Sexta-feira Santa – por olsen jr / rio negrinho.sc


 

SEXTA-FEIRA SANTA

 

O “dia não é de alegria!”…

Foi a primeira frase que ouvi, logo seguida de um complemento:  “as pessoas costumam meditar, fazer uma auto-análise daquilo que pretendem com a vida que levam, também se impõe uma espécie de penitência em que se inclui o jejum”…

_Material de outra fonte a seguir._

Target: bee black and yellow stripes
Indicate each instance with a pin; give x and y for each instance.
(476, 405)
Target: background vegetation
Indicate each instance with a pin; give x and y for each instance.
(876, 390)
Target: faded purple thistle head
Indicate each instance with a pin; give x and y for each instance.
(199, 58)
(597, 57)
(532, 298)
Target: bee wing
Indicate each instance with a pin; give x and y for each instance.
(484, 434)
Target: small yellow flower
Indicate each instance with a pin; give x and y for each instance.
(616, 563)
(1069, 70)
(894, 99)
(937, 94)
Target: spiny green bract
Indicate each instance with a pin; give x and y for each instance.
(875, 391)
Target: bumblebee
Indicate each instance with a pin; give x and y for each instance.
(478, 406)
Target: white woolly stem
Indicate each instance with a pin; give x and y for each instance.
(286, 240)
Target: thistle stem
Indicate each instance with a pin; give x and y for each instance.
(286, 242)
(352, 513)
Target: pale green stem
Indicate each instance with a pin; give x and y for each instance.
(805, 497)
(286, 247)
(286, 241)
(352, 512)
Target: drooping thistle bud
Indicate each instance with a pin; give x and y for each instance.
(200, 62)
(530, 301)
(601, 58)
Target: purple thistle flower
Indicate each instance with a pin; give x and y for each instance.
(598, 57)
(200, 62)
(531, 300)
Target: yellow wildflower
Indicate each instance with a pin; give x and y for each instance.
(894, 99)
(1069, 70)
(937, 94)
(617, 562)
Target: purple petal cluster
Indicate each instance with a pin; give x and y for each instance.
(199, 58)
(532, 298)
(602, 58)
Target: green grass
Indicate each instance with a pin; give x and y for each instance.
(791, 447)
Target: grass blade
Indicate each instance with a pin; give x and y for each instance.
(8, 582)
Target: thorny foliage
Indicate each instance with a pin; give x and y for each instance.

Meu pai disse aquilo ao mesmo tempo em que me entregava uma obra “O Mais Belo Rabi”, com a recomendação “leia este livro”. A indicação vinha como uma ordem, e lá em casa se respeitava uma determinação paterna, pelo menos na infância. Era a primeira vez que ele me impunha uma leitura. Normalmente apenas comunicava os livros que havia comprado e estavam disponíveis na biblioteca. Sempre fui um rebelde e não gosto de imposições. Mas, acredito, naquele dia devia estar com um semblante indefinido, naquela incerteza que acompanha um “não saber qualquer”, a dúvida que antecede uma nova escolha, no caso, de recomeçar a leitura ou de descobrir uma obra interessante para se ler, mas voluntariamente, sem indicação externa. Tinha entre 9 e 12 anos e sabia, por experiência própria, que quando se tem uma tarefa para cumprir, o melhor era acabar logo com a incumbência e se livrar do peso de um remorso, a posteriori, e a maldita consciência do dever não cumprido. E já estava encarando a leitura como um compromisso e não um prazer pessoal dela decorrente. É Sexta-Feira Santa e existe uma aura no ar, como convém a um dia especial. Dia de consternação, de ficar só…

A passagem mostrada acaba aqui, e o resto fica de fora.